Only Black Monday And 9/11 Were Worse Than This


  • Jason Goepfert

    Jason Goepfert

    Published: 2019-08-06 at 09:54:56 CDT

Cluster muck

Signs of a “split” market started to trigger in mid-July and continued to accrue into the first days of August. This has been one of the tighter clusters of warning signs we’ve seen over the past 50 years.
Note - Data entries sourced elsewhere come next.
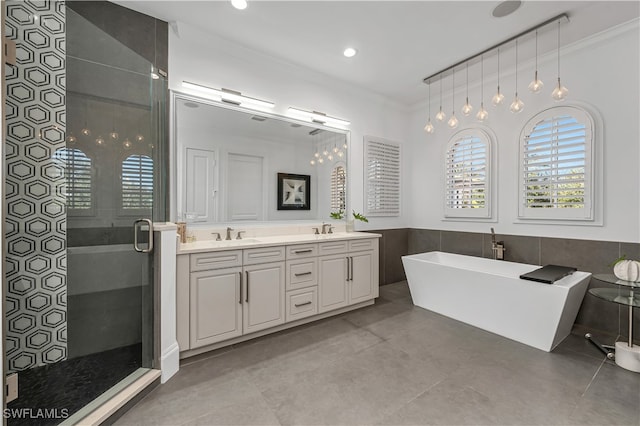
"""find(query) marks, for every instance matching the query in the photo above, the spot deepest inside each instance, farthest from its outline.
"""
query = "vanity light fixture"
(560, 92)
(453, 121)
(536, 84)
(467, 108)
(228, 96)
(239, 4)
(517, 105)
(429, 127)
(498, 98)
(482, 114)
(317, 117)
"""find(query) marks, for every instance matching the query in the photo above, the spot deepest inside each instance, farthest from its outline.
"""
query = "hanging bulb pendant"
(482, 114)
(536, 84)
(560, 93)
(517, 105)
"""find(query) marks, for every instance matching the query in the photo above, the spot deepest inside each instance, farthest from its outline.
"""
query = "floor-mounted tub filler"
(490, 295)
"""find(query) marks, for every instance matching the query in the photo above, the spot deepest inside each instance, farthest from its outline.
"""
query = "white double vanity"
(235, 290)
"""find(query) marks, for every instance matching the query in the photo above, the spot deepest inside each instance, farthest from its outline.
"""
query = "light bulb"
(517, 105)
(498, 98)
(536, 84)
(467, 108)
(560, 92)
(453, 121)
(429, 127)
(482, 113)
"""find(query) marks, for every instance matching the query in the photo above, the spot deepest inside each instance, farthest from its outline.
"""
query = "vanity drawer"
(366, 244)
(302, 273)
(333, 247)
(264, 255)
(302, 303)
(215, 260)
(300, 251)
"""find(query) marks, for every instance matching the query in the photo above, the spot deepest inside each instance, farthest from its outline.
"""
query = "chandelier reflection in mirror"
(475, 64)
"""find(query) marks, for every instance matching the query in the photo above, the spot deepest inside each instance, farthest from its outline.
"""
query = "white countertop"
(278, 240)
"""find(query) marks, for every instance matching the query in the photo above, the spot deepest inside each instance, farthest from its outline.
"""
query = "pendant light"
(467, 108)
(498, 98)
(429, 127)
(482, 113)
(517, 105)
(536, 84)
(453, 121)
(560, 92)
(440, 116)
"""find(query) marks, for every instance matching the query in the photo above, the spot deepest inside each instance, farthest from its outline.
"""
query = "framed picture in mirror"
(294, 192)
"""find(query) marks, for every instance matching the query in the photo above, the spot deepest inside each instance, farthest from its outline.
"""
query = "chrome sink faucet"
(497, 247)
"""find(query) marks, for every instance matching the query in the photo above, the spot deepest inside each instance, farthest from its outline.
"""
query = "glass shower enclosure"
(85, 120)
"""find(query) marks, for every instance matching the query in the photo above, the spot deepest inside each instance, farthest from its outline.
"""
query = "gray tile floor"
(393, 363)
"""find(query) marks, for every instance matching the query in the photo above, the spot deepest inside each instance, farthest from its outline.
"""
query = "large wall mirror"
(235, 165)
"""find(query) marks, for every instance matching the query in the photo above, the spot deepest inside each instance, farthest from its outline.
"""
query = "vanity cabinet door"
(332, 288)
(362, 282)
(263, 296)
(216, 311)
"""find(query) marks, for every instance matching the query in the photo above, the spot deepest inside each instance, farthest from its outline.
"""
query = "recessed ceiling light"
(349, 52)
(506, 8)
(239, 4)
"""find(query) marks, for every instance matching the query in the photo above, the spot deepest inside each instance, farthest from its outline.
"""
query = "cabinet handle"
(247, 297)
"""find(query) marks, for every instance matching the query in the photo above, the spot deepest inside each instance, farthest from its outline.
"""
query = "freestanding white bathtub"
(489, 294)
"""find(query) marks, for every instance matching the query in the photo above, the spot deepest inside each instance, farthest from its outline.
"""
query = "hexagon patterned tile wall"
(36, 219)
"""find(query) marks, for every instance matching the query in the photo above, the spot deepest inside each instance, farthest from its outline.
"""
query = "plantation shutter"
(467, 171)
(78, 176)
(382, 177)
(338, 189)
(137, 183)
(555, 166)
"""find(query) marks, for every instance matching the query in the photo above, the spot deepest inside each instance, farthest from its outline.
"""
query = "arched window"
(78, 174)
(338, 189)
(137, 184)
(556, 176)
(468, 175)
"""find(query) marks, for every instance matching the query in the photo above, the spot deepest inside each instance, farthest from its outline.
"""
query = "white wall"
(601, 72)
(205, 59)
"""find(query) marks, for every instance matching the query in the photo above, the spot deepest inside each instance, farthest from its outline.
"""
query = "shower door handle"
(137, 225)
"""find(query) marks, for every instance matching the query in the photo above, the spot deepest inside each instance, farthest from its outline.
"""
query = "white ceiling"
(399, 42)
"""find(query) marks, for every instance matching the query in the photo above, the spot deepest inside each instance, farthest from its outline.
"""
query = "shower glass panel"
(89, 306)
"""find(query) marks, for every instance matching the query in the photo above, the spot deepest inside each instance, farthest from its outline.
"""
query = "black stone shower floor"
(70, 385)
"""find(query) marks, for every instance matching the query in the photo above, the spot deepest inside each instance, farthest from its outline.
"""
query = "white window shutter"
(382, 177)
(556, 166)
(468, 175)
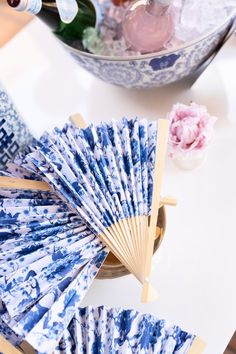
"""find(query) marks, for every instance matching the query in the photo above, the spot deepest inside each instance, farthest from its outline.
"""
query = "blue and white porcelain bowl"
(156, 69)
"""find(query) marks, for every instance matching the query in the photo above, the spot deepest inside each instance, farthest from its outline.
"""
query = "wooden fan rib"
(21, 183)
(106, 240)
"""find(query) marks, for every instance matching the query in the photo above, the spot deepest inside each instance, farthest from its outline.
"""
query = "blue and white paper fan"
(117, 331)
(106, 174)
(48, 260)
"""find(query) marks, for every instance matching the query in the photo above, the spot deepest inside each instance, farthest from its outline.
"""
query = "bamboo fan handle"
(167, 201)
(21, 183)
(148, 293)
(197, 347)
(78, 120)
(7, 348)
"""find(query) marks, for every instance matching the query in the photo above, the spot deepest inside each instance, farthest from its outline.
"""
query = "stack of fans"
(55, 236)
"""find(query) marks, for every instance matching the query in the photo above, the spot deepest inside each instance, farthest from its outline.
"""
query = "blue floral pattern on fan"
(117, 331)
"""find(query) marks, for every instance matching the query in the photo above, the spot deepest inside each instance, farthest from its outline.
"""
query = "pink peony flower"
(191, 127)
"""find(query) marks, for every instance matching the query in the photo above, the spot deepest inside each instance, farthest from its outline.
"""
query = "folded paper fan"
(115, 330)
(48, 260)
(109, 174)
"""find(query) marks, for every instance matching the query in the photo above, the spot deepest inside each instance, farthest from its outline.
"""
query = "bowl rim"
(230, 18)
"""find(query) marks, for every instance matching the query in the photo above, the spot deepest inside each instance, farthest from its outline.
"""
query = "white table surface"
(194, 269)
By the time some of these trigger, stocks have already declined somewhat. By the warnings’ definitions, though, the decline can’t be too much, or occur too many days from a peak. So, they often cluster early in a decline’s first stage. The only dates that escaped any meaningful selling pressure were in November 1996 and November 2017. While seasonality is an iffy crutch, those two did have the gentle tailwind of triggering during a positive time of the year.

Quick pullback

Swift, sharp pullbacks from a high tend to frighten investors since they’re not used to this kind of price action. The fears tend to be overreactions, though, with few morphing into more serious declines. Most of the time, stocks hit a new high before they suffer even a further 5% drop.

Out of the 16 times this happened, the S&P rebounded to a new high 10 times. It went the opposite direction and fell into a correction 6 times and fell another 5% beyond that (so 15% total decline) only once.

Bad reaction

This has been one of the worst-ever reactions to a FOMC rate cut. Stocks have tumbled and bonds have rallied strongly in the 3 sessions since the Fed cut rates.

While that seems like it should be a bad omen, it has not been. It was in 2007, but that was about the only one that saw meaningful, and sustained, declines over most time frames.

Fear x 2

The original VIX, which uses S&P 100 options, has more than doubled in less than two weeks. That has happened only 7 other times in the past 30 years, and led to a rebound in the S&P over the next two weeks all 7 times by an average of 1.3%. Only 3 of them led to uninterrupted upside, though.

Stretched

The Stock/Bond Ratio has exceeded -2.9 while the S&P  500 is still above its 200-day average. Per the Backtest Engine, that has happened only once before, in early October 2014.